Il ricco può anche bearsi del suo indebito vantaggio nel breve termine, ma nel lungo termine lui stesso è destinato a indebolirsi brutalmente. Farebbero bene tutti, da Nord a Sud, a fare una riflessione comune sul fallimento delle Regioni e a porsi in modo concludente il tema della redistribuzione delle poche risorse pubbliche disponibili. Lo scandalo della spesa storica e dei suoi giochetti, di impronta Nordista in senso lato, non solo ha contraddetto i principi fondanti della Costituzione, ma ha addirittura violato le regole federali dell’ex ministro leghista Calderoli e della sua legge 42 del 2009. Siamo fuori dalla legalità, ma soprattutto abbiamo operato congiuntamente per abbandonare volontariamente alla deriva il Mezzogiorno e mettere fuori gioco contemporaneamente il Nord produttivo del Paese.
È innegabile che pezzi sempre più diffusi dell’impresa privata settentrionale si sono fatti ammaliare dal nuovo assistenzialismo e hanno saccheggiato le indebite prebende loro assicurate da una classe politica corrotta e in mala fede.
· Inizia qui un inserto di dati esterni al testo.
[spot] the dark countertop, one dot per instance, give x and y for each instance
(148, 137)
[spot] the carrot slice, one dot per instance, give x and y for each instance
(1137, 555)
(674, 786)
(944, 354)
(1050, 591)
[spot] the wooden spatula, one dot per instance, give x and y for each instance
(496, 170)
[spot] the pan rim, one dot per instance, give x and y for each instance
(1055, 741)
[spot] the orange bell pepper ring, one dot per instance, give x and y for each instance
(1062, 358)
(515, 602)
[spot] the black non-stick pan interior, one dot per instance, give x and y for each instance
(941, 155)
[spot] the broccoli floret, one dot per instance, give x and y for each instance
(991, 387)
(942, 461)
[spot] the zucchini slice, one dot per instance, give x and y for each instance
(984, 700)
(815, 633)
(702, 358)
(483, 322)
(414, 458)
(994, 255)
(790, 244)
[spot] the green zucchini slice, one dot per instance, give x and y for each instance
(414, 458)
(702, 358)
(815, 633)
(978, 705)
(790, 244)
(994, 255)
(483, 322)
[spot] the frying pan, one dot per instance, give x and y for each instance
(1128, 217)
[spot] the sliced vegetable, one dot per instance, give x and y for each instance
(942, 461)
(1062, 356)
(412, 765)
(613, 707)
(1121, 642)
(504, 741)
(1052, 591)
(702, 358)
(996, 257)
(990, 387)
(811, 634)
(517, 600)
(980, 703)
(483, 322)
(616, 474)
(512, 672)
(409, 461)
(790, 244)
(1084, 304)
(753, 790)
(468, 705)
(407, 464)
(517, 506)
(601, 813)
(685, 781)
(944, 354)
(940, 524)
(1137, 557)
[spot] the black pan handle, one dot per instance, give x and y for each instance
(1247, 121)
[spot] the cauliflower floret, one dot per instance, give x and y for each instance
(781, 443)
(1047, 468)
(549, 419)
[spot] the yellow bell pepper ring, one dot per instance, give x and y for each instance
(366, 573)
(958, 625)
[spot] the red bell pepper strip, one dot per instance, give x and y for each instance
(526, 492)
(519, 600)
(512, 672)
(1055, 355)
Quando il confine etico salta, ci si può ritrovare come è successo ieri a constatare che la direzione strategica della ‘ndrangheta è in quella zona grigia dove imprenditori come Daniele D’Alfonso, figura chiave della nuova tangentopoli milanese, sono il grimaldello che consente alla criminalità organizzata calabrese di farla da padrone proprio in quei flussi di spesa pubblica indebitamente sottratti alle bambine e ai bambini del Sud per ungere con la classe politica compiacente (soprattutto Forza Italia e un po’ Fratelli d’Italia) e nuovi manager facilitatori in un sistema collaudato di potere e di relazioni trasversali.
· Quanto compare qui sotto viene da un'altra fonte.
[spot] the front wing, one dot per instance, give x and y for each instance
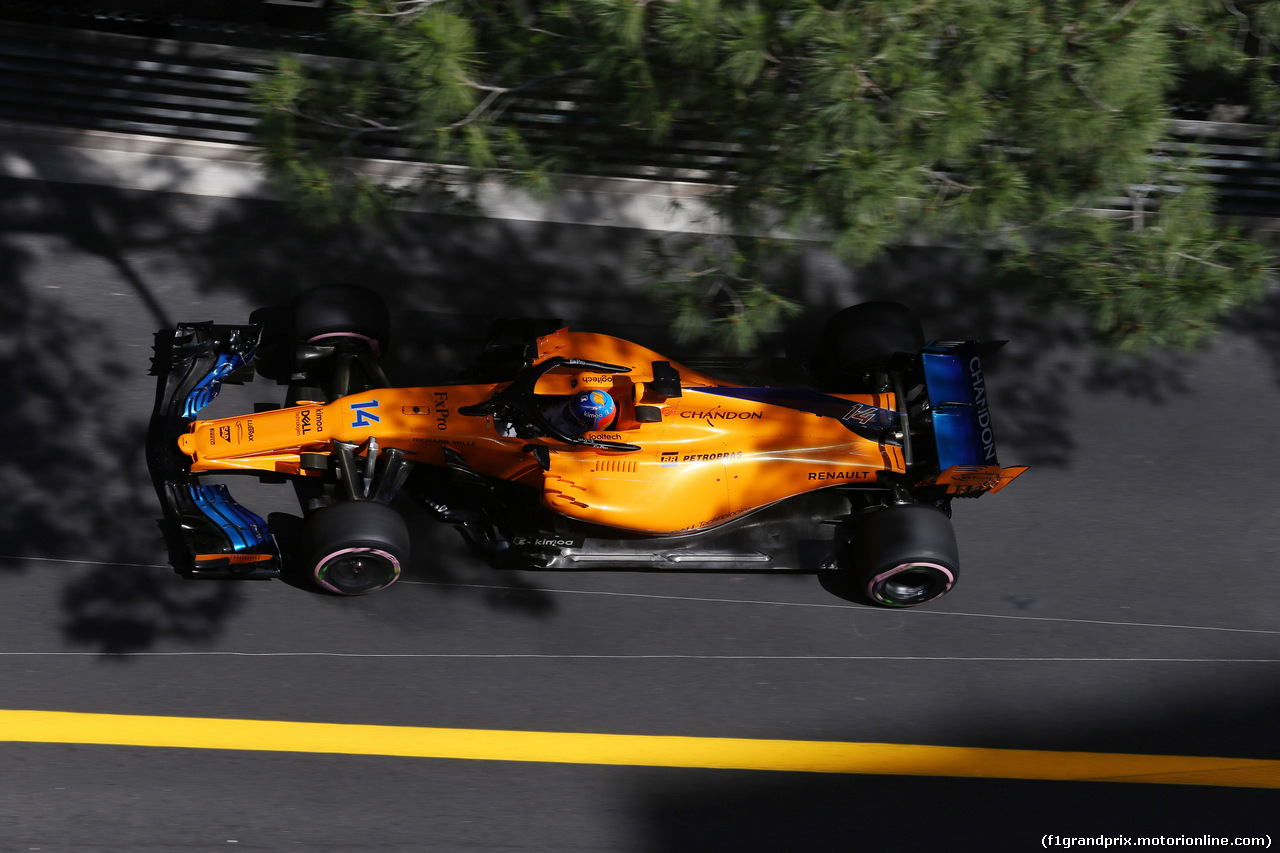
(206, 532)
Antonio Anastasi, da par suo, ha documentato nelle scorse settimane che l’80% del volume d’affari della ‘Ndrangheta (44 miliardi su 55) si realizza nelle regioni del Nord e è molto probabile che, scavando in profondità, emergano nuove e più diffuse connivenze politico-affaristiche. Ce ne è abbastanza per fermarsi un attimo, mi sembra. Ce ne è abbastanza – prima di queste deviazioni patologiche da circoscrivere e recidere, e va lodato il lavoro svolto dalla magistratura inquirente e dalle forze di polizia – per guardare in faccia a quanto di grave e di patologico è avvenuto all’interno del sistema produttivo lombardo fuori dal recinto delle connivenze criminali. Non può esser privo di significato il fatto che nelle prime sei aziende del distretto simbolo della manifattura italiana, Monza e Brianza, ben cinque sono filiali di multinazionali estere e una sola è lombarda ma si occupa di distribuzione commerciale, insomma è un grossista, non produce manifattura. Sono segnali inquietanti.
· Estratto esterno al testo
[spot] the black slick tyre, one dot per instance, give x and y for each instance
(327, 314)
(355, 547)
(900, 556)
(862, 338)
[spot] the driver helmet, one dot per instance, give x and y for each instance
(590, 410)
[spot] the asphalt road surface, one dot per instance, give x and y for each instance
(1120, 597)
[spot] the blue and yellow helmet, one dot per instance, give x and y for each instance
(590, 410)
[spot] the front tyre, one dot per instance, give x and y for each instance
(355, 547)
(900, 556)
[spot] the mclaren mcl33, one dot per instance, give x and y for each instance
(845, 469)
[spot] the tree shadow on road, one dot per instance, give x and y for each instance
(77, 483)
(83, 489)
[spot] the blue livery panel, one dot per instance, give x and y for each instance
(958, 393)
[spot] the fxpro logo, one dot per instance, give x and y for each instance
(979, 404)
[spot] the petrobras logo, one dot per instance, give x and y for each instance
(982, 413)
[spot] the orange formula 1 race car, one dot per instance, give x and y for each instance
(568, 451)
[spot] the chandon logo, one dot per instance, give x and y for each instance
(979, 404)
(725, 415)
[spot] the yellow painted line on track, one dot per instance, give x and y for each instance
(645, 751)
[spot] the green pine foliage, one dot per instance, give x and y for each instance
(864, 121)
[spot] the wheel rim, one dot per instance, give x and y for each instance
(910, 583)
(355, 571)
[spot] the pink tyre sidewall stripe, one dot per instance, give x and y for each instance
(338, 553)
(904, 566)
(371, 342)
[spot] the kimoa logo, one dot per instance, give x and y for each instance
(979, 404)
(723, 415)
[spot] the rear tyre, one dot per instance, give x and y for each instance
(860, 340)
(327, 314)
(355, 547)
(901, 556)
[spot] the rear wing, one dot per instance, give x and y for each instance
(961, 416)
Le mammelle pubbliche del nuovo assistenzialismo nordista, una cassa di decine di miliardi l’anno rubata alla spesa sociale e agli investimenti infrastrutturali di cui il Sud ha diritto e bisogno, hanno avuto anche l’effetto collaterale di allentare lo spirito imprenditoriale lombardo, la capacità di fare grande ricerca e di conquistare il mondo da primi attori. Ne hanno alterato lo stato di famiglia: da multinazionali player globali a contoterzisti e subfonitori più o meno di qualità, senza perdere il vizietto insopportabile di fare la morale agli altri. Basta, per piacere, è arrivato proprio il momento di chiudere questa stagione dei venti staterelli clientelari e delle loro connivenze affaristiche e criminali. Ce lo impongono l’etica e le ragioni profonde del Paese. Che reclamano una più corretta redistribuzione delle poche risorse disponibili nell’interesse di tutti. Se non si fa questa operazione verità non si riparte mai e, alla lunga, se il Sud non torna a crescere è l’Italia intera a andare a picco.